Das Schwierigste: Medien nutzen ohne Rückfall

Der Druck auf die Jugendlichen nehme zu, erklärt Magnus Hofmann, weil die Eltern kein Verständnis für das Verhalten des Kindes hätten. "Durch den Druck kann sich zusätzlich eine Depression entwickeln, und dann suchen sie erst recht Zuflucht im Virtuellen." In seinen Therapiestunden behandelt er alle Jungs auch wegen anderen Erkrankungen wie Depression oder Angststörungen. Die haben sich meistens schon gefestigt, weil es lange dauert, bis die Eltern reagieren oder das Jugendamt einschreitet, weil das Kind nicht mehr zur Schule geht. Handeln sollten Eltern dann, rät Portmann, wenn sie merken, dass ihr Kind sich immer mehr abkapselt, die Spieldauer sei dabei nicht so entscheidend.

Daniel ist der Einzige im Wohnheim, der von sich aus hierher gekommen ist. Als er im April beschloss, den Rechner auszuschalten, sah er seine letzte Chance in einer Therapie. Doch niemand wollte sie bezahlen. Das Jugendamt wollte ihn in eine Einrichtung für Alkoholkranke schicken. Günstiger, aber mit Computern für alle. Erst als Daniel mit rechtlichen Schritten drohte, bekam er einen Platz.
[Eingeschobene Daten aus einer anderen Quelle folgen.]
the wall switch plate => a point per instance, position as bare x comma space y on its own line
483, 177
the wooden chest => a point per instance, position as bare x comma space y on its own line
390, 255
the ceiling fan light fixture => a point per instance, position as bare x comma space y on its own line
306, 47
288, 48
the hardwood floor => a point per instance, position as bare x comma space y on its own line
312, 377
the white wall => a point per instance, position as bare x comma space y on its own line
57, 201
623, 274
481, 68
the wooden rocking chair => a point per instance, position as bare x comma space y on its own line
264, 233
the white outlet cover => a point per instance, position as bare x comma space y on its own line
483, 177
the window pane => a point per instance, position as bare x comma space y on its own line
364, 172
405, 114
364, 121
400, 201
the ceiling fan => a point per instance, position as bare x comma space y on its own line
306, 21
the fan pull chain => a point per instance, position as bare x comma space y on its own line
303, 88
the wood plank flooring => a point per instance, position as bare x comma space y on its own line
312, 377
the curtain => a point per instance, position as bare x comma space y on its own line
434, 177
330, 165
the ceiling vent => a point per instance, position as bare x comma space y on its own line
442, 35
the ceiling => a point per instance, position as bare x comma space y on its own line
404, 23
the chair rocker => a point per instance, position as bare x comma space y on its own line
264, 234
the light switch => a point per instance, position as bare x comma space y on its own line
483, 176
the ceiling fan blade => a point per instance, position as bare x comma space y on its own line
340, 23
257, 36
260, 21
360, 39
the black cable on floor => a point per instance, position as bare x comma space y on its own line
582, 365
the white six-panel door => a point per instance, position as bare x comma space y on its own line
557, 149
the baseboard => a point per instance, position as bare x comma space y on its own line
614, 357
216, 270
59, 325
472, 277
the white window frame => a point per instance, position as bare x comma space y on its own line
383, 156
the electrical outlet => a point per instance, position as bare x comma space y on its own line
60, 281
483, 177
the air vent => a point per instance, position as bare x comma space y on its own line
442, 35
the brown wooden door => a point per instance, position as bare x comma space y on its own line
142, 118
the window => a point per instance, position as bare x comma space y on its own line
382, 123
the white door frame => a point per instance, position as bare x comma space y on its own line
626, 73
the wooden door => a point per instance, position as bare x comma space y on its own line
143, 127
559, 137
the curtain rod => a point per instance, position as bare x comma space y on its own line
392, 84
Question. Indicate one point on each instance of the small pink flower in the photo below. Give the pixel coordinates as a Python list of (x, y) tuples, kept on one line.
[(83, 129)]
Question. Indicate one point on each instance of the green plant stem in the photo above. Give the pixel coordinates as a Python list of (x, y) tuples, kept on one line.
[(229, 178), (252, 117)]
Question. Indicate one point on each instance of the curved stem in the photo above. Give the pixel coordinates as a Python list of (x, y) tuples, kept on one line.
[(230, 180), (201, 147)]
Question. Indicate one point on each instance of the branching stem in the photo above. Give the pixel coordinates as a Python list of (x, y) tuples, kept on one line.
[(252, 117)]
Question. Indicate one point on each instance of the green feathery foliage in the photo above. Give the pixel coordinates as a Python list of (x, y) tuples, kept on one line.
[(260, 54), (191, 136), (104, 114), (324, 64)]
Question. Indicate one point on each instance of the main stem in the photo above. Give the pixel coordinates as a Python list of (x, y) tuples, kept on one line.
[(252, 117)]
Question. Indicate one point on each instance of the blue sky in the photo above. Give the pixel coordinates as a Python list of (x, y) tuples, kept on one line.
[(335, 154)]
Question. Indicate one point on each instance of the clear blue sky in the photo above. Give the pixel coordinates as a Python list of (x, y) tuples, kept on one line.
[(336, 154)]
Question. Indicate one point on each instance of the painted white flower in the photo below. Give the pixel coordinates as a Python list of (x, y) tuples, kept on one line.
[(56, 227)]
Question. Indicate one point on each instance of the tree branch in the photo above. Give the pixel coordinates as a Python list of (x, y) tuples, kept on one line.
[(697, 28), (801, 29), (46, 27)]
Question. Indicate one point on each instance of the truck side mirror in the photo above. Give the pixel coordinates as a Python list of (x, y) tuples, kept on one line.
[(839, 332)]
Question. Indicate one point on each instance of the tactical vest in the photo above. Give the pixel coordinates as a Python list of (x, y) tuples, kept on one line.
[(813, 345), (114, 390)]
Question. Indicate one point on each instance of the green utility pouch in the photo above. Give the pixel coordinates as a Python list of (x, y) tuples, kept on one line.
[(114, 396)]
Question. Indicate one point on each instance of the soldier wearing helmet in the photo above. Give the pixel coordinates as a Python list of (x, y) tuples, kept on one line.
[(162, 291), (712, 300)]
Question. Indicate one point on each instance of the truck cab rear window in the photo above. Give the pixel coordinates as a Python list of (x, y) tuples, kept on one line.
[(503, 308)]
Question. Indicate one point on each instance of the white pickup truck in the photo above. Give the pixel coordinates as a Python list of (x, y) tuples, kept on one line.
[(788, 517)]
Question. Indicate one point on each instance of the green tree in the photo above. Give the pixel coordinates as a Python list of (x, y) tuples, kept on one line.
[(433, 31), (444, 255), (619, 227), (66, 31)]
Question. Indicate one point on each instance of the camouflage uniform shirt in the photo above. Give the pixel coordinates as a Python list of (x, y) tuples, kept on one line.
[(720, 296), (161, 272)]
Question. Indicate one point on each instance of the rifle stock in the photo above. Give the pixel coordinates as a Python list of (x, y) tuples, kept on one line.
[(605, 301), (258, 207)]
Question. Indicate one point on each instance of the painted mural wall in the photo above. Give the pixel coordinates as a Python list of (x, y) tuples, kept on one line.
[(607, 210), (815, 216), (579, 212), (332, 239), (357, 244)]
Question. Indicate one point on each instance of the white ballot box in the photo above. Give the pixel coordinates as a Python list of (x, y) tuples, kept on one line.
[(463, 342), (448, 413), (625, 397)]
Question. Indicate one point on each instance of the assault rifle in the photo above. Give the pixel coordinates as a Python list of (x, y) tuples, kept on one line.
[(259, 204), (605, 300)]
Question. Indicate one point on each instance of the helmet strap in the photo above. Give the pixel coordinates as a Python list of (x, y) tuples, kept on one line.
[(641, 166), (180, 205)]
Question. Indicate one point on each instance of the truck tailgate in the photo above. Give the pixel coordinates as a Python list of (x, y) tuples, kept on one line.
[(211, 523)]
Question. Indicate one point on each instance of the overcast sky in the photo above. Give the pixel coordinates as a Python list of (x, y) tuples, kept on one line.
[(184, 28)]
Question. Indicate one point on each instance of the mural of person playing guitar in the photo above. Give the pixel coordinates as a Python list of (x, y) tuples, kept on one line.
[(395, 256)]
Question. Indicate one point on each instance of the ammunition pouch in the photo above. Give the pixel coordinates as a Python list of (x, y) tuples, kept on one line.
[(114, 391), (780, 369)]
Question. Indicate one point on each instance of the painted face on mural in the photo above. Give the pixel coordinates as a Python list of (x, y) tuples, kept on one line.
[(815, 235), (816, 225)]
Das Schwierigste an der Therapie ist, dass man im Alltag nicht einfach ganz auf den Computer und das Smartphone verzichten kann. Die Jugendlichen müssen also lernen, die Medien zu benutzen, ohne dabei rückfällig zu werden. Am Anfang bedeutet das trotzdem, Handy und Spielkonsole auszuhändigen. "Mit 21 Jahren das Handy abgeben zu müssen, das nervt ganz schön", sagt Daniel und lacht.

Waschen, Kochen und Putzen

Drei Stunden am Tag darf er momentan sein Smartphone oder den Gemeinschaftscomputer im Wohnzimmer benutzen. Alle Bewohner bekommen anfangs nur eine Stunde, je nach Therapiefortschritt werden es drei und dann fünf Stunden. Die Therapiefortschritte sind Fortschritte im echten Leben - Daniel hat im Sommer eine neue Ausbildung angefangen. Für ihn ist es ein Erfolg, jeden Tag aufzustehen und auch dort hinzugehen.

Zur Therapie gehören auch Dinge wie Waschen, Kochen und Putzen. Eines Tages, so die Idee, gehen die Jungs wieder zur Schule, vielleicht in einen Fußballverein und finden neue Freunde. In seiner Berufsschulklasse ist Daniel jetzt der Beliebteste. Auch mit seiner Freundin läuft es jetzt wieder besser. Auf einmal ist das echte Leben wieder schön. Wenn alles gut geht, ist seine Therapie nach einem Jahr zu Ende, manche brauchen auch ein bisschen länger.

Selbst klein und schmächtig, der Held aber groß und stark?

Die Jungs lernen hier auch, mit welchen Tricks die Spieler süchtig gemacht werden. Gefährlich sind Spiele, die nie aufhören, bei denen man im Team spielt, das auf einen angewiesen ist und bestraft wird, wenn man nicht bis zu einer bestimmten Uhrzeit wichtige Aufgaben erledigt hat. Spiele also, die weitergehen, obwohl der Computer längst ausgeschaltet ist. Ungefährlich sind die, bei denen man zum Beispiel mit dem Auto über eine Ziellinie rauscht. Psychotherapeut Magnus Hofmann erklärt den Bewohnern, was der Avatar, also der virtuelle Held, den man gewählt hat, über die eigene Persönlichkeit aussagt. Löst man die Aufgaben mit Köpfchen oder mit der Panzerfaust? Ist man selbst klein und schmächtig, der Held aber groß und stark?

Abends sitzt Daniel wieder draußen auf der Stahltreppe. Er spielt mit seinem Handy, ein harmloses Spiel. In der virtuellen Welt hat er immer Figuren gewählt, die von allen unterschätzt wurden, aber am Ende ziemlich gut waren. So eine will er jetzt auch werden.